DUBAI: L'aide à l'alerte qui montre des liens avec les États-Unis peut conduire à la détention.
Les États-Unis ont demandé à leurs ressortissants en Iran de quitter le pays immédiatement, dans un contexte d'escalade des troubles.

"Quittez l'Iran maintenant", a déclaré l'ambassade virtuelle de Téhéran, gérée par le département d'État, dans une alerte de sécurité diffusée lundi, invitant les Américains à planifier leur départ sans l'aide du gouvernement américain.

L'alerte fait état d'une escalade des manifestations, d'un risque de violence, d'arrestations, de perturbations de l'Internet et d'un renforcement des mesures de sécurité.

L'Iran ne reconnaissant pas la double nationalité et traitant les citoyens américains et iraniens ayant une double nationalité uniquement comme des ressortissants iraniens, le fait de montrer des liens avec les États-Unis pourrait conduire à la détention.

Il a été conseillé aux citoyens américains de quitter le pays par voie terrestre, notamment via l'Arménie ou la Turquie, s'ils peuvent le faire en toute sécurité.

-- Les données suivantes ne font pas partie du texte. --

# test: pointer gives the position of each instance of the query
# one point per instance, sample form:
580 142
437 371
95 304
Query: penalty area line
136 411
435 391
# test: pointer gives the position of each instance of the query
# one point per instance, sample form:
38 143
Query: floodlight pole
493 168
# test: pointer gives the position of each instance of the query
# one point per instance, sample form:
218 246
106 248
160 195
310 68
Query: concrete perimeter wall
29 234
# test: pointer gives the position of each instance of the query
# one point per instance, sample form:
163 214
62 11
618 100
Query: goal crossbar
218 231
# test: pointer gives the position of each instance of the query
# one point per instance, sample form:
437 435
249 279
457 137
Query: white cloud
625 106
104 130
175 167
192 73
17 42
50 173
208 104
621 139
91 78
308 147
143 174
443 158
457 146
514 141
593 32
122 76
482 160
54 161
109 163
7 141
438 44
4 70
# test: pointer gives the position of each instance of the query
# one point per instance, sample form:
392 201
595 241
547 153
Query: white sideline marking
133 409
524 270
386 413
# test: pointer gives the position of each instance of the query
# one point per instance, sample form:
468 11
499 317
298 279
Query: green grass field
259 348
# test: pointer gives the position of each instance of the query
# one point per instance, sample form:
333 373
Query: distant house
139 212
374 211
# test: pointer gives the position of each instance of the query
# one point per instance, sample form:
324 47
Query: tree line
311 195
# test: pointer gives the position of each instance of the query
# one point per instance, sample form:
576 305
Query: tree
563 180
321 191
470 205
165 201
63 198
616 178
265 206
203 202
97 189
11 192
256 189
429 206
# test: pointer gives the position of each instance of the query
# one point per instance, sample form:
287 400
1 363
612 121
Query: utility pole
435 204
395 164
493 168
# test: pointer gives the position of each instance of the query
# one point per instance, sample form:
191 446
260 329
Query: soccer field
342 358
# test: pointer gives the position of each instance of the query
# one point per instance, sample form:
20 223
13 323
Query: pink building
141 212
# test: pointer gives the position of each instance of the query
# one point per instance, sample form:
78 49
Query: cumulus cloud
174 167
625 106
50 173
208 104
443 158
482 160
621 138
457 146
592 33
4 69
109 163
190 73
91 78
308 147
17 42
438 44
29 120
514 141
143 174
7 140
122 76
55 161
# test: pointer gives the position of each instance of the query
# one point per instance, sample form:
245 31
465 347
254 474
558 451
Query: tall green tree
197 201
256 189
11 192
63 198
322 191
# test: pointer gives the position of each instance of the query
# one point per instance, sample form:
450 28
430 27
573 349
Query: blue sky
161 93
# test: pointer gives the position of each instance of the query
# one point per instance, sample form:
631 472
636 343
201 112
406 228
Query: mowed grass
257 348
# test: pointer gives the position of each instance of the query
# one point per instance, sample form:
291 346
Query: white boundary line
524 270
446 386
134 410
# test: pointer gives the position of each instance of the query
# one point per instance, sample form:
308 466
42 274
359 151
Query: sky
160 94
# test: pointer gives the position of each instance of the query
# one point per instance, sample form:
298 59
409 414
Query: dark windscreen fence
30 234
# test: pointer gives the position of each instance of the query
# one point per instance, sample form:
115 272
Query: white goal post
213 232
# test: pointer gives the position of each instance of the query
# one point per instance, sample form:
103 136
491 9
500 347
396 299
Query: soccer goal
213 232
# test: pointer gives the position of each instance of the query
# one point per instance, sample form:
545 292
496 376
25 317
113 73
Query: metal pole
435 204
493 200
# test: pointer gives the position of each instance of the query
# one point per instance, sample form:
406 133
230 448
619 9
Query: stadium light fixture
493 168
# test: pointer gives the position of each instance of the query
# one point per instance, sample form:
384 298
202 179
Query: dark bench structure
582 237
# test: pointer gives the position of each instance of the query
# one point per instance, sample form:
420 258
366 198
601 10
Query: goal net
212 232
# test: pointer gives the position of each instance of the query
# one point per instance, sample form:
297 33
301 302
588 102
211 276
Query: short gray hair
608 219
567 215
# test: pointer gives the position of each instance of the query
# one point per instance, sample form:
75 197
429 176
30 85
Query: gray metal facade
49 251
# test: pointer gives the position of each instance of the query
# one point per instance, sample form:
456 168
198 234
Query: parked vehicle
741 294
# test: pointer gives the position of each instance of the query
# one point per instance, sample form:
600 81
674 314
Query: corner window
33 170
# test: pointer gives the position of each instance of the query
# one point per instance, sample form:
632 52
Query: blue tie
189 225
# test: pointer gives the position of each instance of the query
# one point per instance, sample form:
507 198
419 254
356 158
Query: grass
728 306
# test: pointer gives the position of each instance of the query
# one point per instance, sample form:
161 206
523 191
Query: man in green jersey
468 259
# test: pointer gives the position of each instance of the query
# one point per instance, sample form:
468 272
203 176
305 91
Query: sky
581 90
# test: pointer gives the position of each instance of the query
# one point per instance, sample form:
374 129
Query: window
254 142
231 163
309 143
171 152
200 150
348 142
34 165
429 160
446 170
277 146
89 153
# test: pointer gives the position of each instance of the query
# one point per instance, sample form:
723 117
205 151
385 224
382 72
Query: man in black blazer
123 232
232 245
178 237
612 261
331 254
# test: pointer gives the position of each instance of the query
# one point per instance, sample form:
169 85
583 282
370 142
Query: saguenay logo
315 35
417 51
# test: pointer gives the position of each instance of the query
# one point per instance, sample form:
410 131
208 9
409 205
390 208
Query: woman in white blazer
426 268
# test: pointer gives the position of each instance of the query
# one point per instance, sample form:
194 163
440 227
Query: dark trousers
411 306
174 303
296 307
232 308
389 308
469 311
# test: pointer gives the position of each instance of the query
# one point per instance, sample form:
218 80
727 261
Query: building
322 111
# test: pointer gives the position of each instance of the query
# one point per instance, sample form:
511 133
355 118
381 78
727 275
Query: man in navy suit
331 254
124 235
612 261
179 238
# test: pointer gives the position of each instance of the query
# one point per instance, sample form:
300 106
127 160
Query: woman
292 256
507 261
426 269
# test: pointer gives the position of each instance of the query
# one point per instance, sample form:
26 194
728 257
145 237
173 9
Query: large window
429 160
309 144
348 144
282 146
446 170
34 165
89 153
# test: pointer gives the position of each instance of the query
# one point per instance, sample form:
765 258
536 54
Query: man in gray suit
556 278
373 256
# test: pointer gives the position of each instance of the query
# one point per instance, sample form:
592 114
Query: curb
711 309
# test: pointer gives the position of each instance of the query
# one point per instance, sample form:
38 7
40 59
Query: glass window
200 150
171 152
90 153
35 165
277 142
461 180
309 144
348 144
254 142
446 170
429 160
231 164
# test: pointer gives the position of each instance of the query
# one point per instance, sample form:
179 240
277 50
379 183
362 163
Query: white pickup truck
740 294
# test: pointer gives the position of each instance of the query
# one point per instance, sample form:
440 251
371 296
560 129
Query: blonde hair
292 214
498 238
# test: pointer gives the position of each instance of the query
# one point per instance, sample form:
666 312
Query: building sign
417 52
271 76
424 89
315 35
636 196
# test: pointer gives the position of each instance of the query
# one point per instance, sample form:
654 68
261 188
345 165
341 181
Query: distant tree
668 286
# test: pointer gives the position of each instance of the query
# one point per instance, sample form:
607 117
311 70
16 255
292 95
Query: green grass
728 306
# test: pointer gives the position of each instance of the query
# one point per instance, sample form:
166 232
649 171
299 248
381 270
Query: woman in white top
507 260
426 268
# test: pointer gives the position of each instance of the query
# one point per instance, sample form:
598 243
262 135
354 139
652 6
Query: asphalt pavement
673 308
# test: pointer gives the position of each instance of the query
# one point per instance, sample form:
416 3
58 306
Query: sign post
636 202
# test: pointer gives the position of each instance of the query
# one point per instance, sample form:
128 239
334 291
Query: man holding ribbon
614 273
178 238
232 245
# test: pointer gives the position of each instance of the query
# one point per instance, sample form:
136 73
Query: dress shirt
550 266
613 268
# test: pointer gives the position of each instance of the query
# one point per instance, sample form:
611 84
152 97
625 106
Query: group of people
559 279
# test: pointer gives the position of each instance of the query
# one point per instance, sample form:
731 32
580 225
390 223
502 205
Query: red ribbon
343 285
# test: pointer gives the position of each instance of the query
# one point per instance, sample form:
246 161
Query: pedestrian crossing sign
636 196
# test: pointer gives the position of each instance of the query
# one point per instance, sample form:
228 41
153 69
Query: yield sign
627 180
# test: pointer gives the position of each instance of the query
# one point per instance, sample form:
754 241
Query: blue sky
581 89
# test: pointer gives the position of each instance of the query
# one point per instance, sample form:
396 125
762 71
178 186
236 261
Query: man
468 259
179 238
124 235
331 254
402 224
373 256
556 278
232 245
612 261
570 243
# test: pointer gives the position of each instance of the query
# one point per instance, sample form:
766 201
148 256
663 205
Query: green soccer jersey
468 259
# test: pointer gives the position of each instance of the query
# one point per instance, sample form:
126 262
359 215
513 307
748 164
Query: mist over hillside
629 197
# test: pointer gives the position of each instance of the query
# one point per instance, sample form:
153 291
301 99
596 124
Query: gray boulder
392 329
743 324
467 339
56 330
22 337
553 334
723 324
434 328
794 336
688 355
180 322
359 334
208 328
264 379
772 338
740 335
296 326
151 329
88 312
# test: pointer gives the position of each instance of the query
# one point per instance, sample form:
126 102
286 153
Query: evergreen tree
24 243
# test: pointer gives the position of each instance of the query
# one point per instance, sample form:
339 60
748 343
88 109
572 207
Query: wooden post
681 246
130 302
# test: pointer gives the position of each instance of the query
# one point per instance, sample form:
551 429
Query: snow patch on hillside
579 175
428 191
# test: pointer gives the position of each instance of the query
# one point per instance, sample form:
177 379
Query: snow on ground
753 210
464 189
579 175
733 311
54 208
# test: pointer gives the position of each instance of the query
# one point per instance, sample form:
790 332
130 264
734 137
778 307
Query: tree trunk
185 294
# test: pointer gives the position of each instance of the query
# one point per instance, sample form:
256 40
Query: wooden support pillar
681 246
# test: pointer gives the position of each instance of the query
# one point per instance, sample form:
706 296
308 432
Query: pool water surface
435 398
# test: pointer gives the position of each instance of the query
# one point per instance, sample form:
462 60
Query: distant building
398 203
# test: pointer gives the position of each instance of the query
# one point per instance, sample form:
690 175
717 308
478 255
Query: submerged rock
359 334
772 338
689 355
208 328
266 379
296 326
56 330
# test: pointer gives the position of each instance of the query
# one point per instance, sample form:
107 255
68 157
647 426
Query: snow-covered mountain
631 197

Ceux qui ne sont pas en mesure de partir ont été invités à rester dans des lieux sûrs, à éviter les manifestations, à faire profil bas et à s'assurer un accès à la nourriture, à l'eau et aux médicaments.

Les États-Unis n'ont pas de relations diplomatiques ou consulaires avec l'Iran. L'ambassade de Suisse à Téhéran joue le rôle de puissance protectrice des États-Unis en cas d'urgence.